The RETA Benchmark for Retinal Vascular Tree Analysis
- URL: http://arxiv.org/abs/2111.11658v1
- Date: Tue, 23 Nov 2021 05:10:38 GMT
- Title: The RETA Benchmark for Retinal Vascular Tree Analysis
- Authors: Xingzheng Lyu, Li Cheng, Sanyuan Zhang
- Abstract summary: We construct a novel benchmark RETA with 81 labeled vessel masks aiming to facilitate retinal vessel analysis.
During dataset construction, we strived to control inter-annotator variability and intra-annotator variability.
Users could develop vessel segmentation algorithms or evaluate vessel segmentation performance with our dataset.

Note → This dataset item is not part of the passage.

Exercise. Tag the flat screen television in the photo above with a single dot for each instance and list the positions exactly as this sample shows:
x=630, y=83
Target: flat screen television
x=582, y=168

- Score: 6.923431677344723
- License: http://creativecommons.org/licenses/by/4.0/
- Abstract: Topological and geometrical analysis of retinal blood vessel is a
cost-effective way for early detection of many common diseases. Meanwhile,
automated vessel segmentation and vascular tree analysis are still lacking in
terms of generalization capability. In this work, we construct a novel
benchmark RETA with 81 labeled vessel masks aiming to facilitate retinal vessel
analysis. A semi-automated coarse-to-fine workflow is proposed to annotating
vessel pixels. During dataset construction, we strived to control
inter-annotator variability and intra-annotator variability by performing
multi-stage annotation and label disambiguation on self-developed dedicated
software. In addition to binary vessel masks, we obtained vessel annotations
containing artery/vein masks, vascular skeletons, bifurcations, trees and
abnormalities during vessel labelling. Both subjective and objective quality
validation of labeled vessel masks have demonstrated significant improved
quality over other publicly datasets. The annotation software is also made
publicly available for vessel annotation visualization. Users could develop
vessel segmentation algorithms or evaluate vessel segmentation performance with
our dataset. Moreover, our dataset might be a good research source for
cross-modality tubular structure segmentation.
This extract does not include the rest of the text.